Board Members, Sunshine Act & Social Media

Does communicating about school district business in a private social media group violate the state Sunshine Act?

Posted on in Articles and Publications

Social media allows school board members an easy mechanism to communicate with one another and to discuss business that may be coming before the board. But, does communicating about school district business in a private social media group violate the state Sunshine Act?

The Pennsylvania Open Meetings Law (also known as the Sunshine Act), which applies to all political subdivisions, requires that “official action and deliberations by a quorum of the members of an agency shall take place at a meeting open to the public,” unless an exception to the law (such as executive sessions) applies. Official action includes making decisions on school district business and establishing any policy. Deliberations mean the discussion of agency business for the purpose of making a decision.

Pennsylvania courts have previously established that the Sunshine Act does not require agency members to inquire and learn about issues only at open meetings. Public officials have an affirmative duty to be fully informed and, as such, may “study, investigate, discuss and argue problems and issues” outside the confines of public meetings. The Pennsylvania Supreme Court recently ruled that “There is nothing in the [Sunshine] Act that expressly precludes private information gathering as a collective effort by members of an agency, including by a quorum. What the [Sunshine] Act does proscribe is private deliberations.”
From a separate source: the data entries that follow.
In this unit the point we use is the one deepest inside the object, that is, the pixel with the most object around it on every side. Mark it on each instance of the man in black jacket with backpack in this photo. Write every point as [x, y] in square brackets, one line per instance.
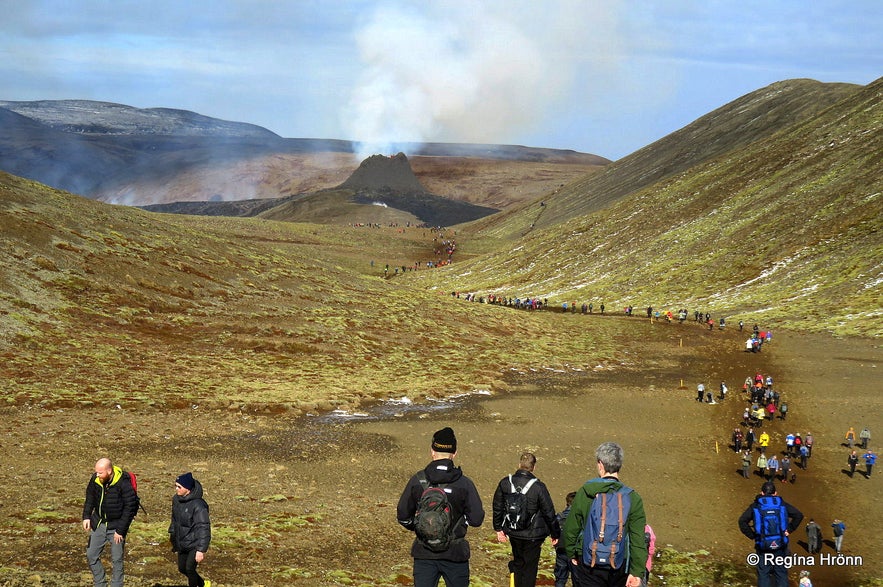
[525, 515]
[111, 505]
[438, 504]
[769, 521]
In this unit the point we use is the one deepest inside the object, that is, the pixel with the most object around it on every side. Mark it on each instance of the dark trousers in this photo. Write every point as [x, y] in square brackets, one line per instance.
[427, 572]
[586, 576]
[771, 575]
[562, 569]
[525, 561]
[187, 566]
Accordingly, it does not per se violate the Sunshine Act for school board members to discuss school district business on social media, even with a quorum of the group. But, it is critical that board members be educated on this issue and understand the difference between discussing and learning about school district business, and deliberating for the purpose of making a decision. The latter must be conducted in an open meeting. Given the difficulty in discerning the difference between discussions and deliberations, we suggest that board members avoid this practice altogether.

Furthermore, once a citizen alleges a violation of the Sunshine Act and initiates a civil action in court, all such social media conversations would be subject to discovery and would likely be made public. So while a private social media group may give the appearance of a safe space to air grievances and to speak candidly, it is not the proper mechanism to do so. Board members should be aware of this risk before utilizing social media to discuss school district business.